Tuesday, September 23, 2014

Pressure Cooker Boiled Peanuts

Hi y'all!  College football season is in full swing down here in the south, and if you ask me what says college football, my instant first answer is going to be: bourbon.  But, a close second would be boiled peanuts!  I have many, many memories of watching football, while shoving boiled peanuts into my mouth as fast as I could shove them in!  
As much as I love them, though, they do take quite awhile to cook on the stove top, and when I want boiled peanuts, I want boiled peanuts now!  What's a girl to do?  
Hum....what could speed up the cooking, while maintaining the texture of the peanuts...hum....of course!  The pressure cooker!  Oh, this is going to be good!  All you need is about two and a half hours and a pressure cooker!  Ready?  Let's get started!

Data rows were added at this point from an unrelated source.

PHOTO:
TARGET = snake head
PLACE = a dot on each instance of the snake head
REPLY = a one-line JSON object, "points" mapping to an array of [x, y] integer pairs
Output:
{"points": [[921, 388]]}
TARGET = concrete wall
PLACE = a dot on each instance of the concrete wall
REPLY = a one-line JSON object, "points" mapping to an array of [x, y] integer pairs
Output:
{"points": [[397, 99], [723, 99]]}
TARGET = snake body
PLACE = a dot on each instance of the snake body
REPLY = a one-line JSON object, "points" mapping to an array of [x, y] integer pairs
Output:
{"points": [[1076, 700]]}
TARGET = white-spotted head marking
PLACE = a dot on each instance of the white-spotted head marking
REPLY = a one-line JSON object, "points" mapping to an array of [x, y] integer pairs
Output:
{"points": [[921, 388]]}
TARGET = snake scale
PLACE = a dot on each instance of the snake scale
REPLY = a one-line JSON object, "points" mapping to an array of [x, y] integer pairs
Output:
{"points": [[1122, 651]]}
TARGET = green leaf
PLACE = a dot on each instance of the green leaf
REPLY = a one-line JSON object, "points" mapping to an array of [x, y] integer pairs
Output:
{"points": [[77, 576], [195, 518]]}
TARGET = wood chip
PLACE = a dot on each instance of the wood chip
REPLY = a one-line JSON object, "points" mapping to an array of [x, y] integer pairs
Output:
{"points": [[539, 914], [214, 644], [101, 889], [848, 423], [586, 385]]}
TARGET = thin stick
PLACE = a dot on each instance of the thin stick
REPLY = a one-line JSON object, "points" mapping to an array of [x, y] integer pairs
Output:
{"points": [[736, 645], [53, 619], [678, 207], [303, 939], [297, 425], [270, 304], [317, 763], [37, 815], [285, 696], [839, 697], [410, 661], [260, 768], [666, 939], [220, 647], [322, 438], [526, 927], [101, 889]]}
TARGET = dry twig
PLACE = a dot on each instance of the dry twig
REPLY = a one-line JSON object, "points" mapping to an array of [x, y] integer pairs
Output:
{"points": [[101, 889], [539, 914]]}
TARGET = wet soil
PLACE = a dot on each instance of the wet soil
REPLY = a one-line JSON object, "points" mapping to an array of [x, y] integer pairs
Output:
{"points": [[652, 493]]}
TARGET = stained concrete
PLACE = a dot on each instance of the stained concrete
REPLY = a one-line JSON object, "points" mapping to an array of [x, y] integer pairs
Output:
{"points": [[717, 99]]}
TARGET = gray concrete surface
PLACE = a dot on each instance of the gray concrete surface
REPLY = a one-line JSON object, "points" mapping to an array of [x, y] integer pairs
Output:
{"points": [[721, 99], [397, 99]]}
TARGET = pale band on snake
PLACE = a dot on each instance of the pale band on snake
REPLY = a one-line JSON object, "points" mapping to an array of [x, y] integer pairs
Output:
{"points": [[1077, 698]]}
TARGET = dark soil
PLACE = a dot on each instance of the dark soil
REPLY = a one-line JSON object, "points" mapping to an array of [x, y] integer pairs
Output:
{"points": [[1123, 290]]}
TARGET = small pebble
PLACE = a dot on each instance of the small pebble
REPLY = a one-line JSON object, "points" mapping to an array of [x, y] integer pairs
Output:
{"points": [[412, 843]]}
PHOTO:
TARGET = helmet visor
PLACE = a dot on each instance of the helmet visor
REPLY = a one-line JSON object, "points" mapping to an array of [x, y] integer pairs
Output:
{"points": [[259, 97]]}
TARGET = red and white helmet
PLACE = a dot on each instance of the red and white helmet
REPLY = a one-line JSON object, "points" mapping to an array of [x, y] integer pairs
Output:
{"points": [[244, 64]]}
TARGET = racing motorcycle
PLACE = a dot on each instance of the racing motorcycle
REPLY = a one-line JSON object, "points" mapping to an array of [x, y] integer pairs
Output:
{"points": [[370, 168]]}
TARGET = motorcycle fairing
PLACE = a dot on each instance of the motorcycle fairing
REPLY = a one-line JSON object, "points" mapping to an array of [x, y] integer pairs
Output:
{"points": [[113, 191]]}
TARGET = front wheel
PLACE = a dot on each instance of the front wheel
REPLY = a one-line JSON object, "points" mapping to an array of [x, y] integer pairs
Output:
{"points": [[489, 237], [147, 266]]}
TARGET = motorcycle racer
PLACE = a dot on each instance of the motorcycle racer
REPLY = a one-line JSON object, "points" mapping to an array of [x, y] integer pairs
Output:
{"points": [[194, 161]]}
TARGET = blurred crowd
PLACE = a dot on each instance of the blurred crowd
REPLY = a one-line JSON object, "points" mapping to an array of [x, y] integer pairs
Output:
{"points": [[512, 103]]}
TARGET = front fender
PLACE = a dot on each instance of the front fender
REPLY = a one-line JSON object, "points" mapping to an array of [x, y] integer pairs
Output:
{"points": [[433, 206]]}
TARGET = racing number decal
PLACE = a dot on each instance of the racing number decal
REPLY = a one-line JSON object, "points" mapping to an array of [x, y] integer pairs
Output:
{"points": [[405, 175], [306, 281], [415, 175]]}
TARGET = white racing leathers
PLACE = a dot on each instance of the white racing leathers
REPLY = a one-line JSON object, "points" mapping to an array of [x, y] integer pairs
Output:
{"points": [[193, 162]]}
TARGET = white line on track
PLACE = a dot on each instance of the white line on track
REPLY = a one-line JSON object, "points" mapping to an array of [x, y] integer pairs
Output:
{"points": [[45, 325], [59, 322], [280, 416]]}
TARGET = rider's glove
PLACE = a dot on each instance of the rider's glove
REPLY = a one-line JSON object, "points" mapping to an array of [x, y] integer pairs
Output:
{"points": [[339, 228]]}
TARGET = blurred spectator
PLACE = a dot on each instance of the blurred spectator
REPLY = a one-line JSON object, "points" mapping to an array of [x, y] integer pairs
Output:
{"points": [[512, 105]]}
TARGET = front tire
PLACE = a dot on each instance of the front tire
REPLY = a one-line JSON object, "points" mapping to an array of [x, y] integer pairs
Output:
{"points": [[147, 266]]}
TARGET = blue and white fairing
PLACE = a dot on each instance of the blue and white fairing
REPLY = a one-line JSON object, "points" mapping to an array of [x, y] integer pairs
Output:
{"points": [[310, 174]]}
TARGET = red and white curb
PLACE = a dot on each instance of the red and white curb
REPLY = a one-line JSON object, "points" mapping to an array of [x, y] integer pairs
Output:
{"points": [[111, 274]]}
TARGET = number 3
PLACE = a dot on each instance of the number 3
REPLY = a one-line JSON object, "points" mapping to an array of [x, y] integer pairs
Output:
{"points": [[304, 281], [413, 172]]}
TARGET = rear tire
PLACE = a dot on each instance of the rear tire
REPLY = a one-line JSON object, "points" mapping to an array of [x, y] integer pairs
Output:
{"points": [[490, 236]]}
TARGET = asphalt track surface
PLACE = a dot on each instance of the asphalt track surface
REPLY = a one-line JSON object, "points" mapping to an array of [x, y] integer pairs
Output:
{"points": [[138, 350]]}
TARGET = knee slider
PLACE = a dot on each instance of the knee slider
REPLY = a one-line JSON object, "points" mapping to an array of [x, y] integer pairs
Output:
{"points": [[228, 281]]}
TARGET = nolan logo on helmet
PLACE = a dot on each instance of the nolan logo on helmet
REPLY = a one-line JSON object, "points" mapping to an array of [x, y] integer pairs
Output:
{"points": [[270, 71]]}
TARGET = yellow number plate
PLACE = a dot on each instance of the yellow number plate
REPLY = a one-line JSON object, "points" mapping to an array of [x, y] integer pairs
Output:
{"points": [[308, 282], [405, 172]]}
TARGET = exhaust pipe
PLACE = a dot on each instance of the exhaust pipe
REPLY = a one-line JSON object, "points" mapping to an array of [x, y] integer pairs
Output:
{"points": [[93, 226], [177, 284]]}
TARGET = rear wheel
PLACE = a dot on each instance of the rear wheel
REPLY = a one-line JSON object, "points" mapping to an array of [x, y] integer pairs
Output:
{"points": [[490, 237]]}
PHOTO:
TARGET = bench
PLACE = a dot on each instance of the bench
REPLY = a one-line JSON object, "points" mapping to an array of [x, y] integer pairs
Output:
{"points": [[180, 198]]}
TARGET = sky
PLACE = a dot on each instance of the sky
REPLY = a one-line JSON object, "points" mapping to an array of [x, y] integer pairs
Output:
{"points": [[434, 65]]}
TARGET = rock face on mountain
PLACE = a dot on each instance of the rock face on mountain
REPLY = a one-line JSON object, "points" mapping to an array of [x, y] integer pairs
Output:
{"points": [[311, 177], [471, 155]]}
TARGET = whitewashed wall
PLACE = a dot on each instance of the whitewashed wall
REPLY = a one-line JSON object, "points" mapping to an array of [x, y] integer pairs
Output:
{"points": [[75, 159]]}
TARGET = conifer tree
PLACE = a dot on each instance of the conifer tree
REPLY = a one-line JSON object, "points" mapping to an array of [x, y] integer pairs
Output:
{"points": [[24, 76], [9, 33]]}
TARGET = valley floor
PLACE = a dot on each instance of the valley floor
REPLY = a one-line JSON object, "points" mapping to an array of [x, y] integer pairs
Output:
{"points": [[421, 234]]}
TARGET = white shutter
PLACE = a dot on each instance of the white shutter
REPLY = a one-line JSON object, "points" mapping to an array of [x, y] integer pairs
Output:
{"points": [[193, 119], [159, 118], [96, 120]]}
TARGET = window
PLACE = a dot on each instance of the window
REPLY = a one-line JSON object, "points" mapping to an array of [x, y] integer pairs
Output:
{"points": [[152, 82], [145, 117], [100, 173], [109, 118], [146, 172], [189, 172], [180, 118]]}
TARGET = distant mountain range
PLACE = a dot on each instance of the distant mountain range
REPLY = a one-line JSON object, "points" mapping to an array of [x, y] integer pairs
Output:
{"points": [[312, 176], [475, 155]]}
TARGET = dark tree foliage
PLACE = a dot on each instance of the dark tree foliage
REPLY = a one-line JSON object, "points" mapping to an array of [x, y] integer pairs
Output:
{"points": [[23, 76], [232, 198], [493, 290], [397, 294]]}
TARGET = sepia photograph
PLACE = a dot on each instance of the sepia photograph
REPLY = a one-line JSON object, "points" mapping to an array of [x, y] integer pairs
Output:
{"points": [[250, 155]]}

Here's your grocery list for this one:
2 lbs green, raw peanuts
3/4 C Table salt
Enough water to cover peanuts
Yep.  That's it.  Sometimes the simplest recipes are the best.  That's what I tell myself, anyway!  To start with, dump all of the salt into the basin of your pressure cooker, add in your beautiful green peanuts, and enough water to cover the peanuts.  Find something in your kitchen that will weigh the peanuts down, under the water.  You want to pre-soak the peanuts for at least an hour, to help soften the shells.  If you can do it longer, great, but I rarely can, because I get too excited about boiled peanuts! 
 
Don't you love my solution for weighing down my peanuts?  Yep, that's a cake pan with my salt container sitting inside of it.  A large can of tomato sauce would have worked beautifully, too! 
 
After your peanuts have soaked, put the lid on, bring the pressure up to high, and let them cook for 90 minutes.  Once the timer says they are finished, you can either wait and let the pressure release naturally, or just (very carefully) release the pressure valve and drain.  What you are left with are tender, delicious peanuts that have just the right amount of salt cooked into them!  That being said, what I may think is the perfectly salted boiled peanut may be bland for you, or over-salted.  If these aren't salt-y enough for you, just let them soak in the salty water after they have cooked; they will continue to absorb the salt over a couple of hours; if the opposite happens, and they are too salty, don't worry!  Just empty out the salty cooking water, run some fresh water in the pot, put the peanuts back in, and let them soak in the fresh water for a couple of hours.
Now then, I have never had someone say these are too salty, or not salty enough, but to each their own!  I do hope you give these a try this football season, and may your team always win (unless y'all are playing my team, of course!)